Sorry, I didn't answer your question in my response, I have at this point:

Key(ID)
    When/Where SuperColumn Tag:  and Columns {Data: One Value (not yet written, 
tags, flags)}


Under some keys (very small #) there will be 2 values like:

Key(ID)
    When/Where SuperColumn Tag:  and Columns {Data: One Value (not yet written, 
tags, flags)}
    When/Where SuperColumn Tag:  and Columns {Data: One Value (not yet written, 
tags, flags)}
    Long term this list will be in the 1000's possibly millions

-----Original Message-----
From: Jonathan Ellis [mailto:jbel...@gmail.com]
Sent: Tuesday, April 20, 2010 10:47 AM
To: user@cassandra.apache.org
Subject: Re: How to increase cassandra's performance in read?

How many columns are in the supercolumn total?

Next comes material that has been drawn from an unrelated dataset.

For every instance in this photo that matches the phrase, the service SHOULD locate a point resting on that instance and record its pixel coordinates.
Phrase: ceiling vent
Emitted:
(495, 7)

"in super columnfamilies there is a third level of subcolumns; these
are not indexed, and any request for a subcolumn deserializes _all_
the subcolumns in that supercolumn"

http://wiki.apache.org/cassandra/CassandraLimitations

On Tue, Apr 20, 2010 at 9:50 AM, Mark Jones <mjo...@imagehawk.com> wrote:
> I too am seeing very slow performance while testing worst case scenarios of
> 1 key leading to 1 supercolumn and 1 column beyond that.
>
>
>
> Key -> SuperColumn -> 1 Column (of ~ 500 bytes)
>
>
>
> Drive utilization is 80-90% and I'm only dealing with 50-70 million rows.
> (With NO swapping)  So far, I've found nothing that helps, including
> increasing the keycache FROM 200k-500k keys, I'm guessing the hashing
> prevents better cache performance.
>
>
>
> Read performance is definitely not 3 IOs based on the utilization factors on
> my drives.  I'm not sure the issue was ever settled in the previous e-mails
> as to how to calculate how many IOs were being done for each read.  I've
> been testing with clusters of 1,2,3 or 4 machines and so far all I'm seeing
> with multiple machines, is lower performance in a cluster than alone.  I
> keep assuming that at some number of nodes, the performance will begin to
> pick up.  Three of my nodes are running with 8GB (6GB Java Heap), and one
> has 4GB (3GB Java Heap).  The machine with the smallest memory footprint is
> the fastest performer on inserts, but definitely not the fastest on reads.
>
>
>
> I'm suspecting the read path is relying heavily on the fact that you want to
> get many columns that are closely related, because lookup by key appears to
> be incredibly slow.
>
>
>
> From: yangfeng [mailto:yea...@gmail.com]
> Sent: Tuesday, April 20, 2010 7:59 AM
> To: user@cassandra.apache.org; d...@cassandra.apache.org
> Subject: How to increase cassandra's performance in read?
>
>
>
> I  get 10 columns Family by keys and  one columns Family has 30 columns.
>
> I use multigetSlice once to get 10 column Family.but the performance is so
> poor.
>
> anyone has other  thought to increase the performance.